Many drivers underestimate the importance of the brake system; while you need to have a working engine and suspension system, the brake system is crucial to keeping you safe and avoiding accidents. Let’s be honest, if you can’t stop your vehicle then you’re a in a bit of a pickle. But what is the entire braking system made from and what are the individual components? Let’s explore the braking system for newer road users as well as go into some issues you might have with your brakes.

The Car Brake System & Components

Being able to brake effectively is very important in many situations; other drivers or objects on the road may appear out of nowhere or you might have caught a red light at the last minute. Getting your brakes sorted by your own local mechanic is all well and good, but understanding how the whole system works is the first step towards understanding how to maintain your brakes (and stay safe on the road).

Master Cylinder

The master brake cylinder is one of the most important components of your system and is how power is transferred to the brakes to clamp. It stores and distributes pressurised brake fluid to your vehicle’s wheels giving your vehicle the ability to stop.

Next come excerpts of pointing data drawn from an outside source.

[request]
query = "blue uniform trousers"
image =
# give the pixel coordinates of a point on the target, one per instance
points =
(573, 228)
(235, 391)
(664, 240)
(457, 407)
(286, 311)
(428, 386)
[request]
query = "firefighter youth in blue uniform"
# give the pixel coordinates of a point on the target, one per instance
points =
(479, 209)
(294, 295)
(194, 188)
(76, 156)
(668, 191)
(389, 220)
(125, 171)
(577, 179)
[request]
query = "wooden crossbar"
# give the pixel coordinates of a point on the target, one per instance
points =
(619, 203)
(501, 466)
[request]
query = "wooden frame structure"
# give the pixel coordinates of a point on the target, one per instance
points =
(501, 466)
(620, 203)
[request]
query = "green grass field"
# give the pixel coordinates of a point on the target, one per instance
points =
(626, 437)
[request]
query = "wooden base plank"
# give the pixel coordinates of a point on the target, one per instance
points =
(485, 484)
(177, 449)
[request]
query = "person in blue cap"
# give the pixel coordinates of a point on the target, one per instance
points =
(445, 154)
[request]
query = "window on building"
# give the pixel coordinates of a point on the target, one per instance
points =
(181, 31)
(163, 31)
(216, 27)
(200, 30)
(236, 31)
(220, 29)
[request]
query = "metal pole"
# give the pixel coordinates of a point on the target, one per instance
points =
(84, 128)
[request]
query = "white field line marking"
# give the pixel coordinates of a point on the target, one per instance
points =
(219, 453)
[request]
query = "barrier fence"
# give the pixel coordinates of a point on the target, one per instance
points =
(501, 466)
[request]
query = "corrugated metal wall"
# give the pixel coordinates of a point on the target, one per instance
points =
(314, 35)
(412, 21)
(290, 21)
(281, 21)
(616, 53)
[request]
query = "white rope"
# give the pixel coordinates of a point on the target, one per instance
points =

If your master cylinder has issues, then you’re going to have either inconsistent or weak braking ability.

Brake Lines and Hoses

These can be considered as the veins or arteries of the braking system; the lines and hoses transfer the fluid between all the components of the braking system. The transfer of fluid occurs when the brakes are pressed and then the pressure is distributed within the entire system.

Brake Calipers

Brake callipers are responsible for transferring pressure to generate friction on the wheels to make them stop. The transfer of pressure comes from the master cylinder so the callipers can do their job to slow the vehicle.

Brake Pads

The pads are where the friction occurs and helps to clamp onto the wheels to make them slow down. If we didn’t have this friction from the pads the ability to slow down would be much less efficient. Because these components get worn easily it’s recommended to replace them often.

Rotors and Wheels

Rotors are attached to the wheels in a disc brake system, the rotors are essentially the connection between the wheels and the braking system. The rotors get clamped by the callipers and brake pads when they transfer the hydraulic pressures that slow the wheels down.

Common Problems with Brakes

Now that we’ve established the components and working of a braking system, it’s important to look at some of the major issues we face with brakes.

Worn Brake Pads

If you hear a squeaky sound when you press on the brakes, then this is a good indication that your pads might need to be replaced. The sound is due to brake pads being worn down so much that there is either metal-to-metal contact or low padding. Luckily this is an easy fix and all you need to do is find replacement pads which is relatively cheap.

Air Within Brake Lines

If you’ve been braking and noticed that it’s softening that may be an indication that the brake lines have issues. The main problem that can arise is that air gets trapped within the lines and hoses. This is due to a leak in the lines which is usually caused by corrosion and will need to be checked out by a mechanic locally to assess the situation.

Brake Fluid Leakage

Similar to getting air within brake lines, fluid leakage can also be a common occurrence that is due to things like corrosion. The braking system requires lots of fluid to operate and high levels of pressure so any alteration to this balance may be the cause of issues. If you notice weakness in your brakes best to get them checked out by a professional.


The brake system is an essential part of your car, not only for performance but also for safety. While many drivers don’t pay so much attention to all the individual components of their vehicles the brakes are definitely something worth looking out for, if you can at least be aware of what any noises or weaknesses in brakes then it will help you spot problems early. Happy driving.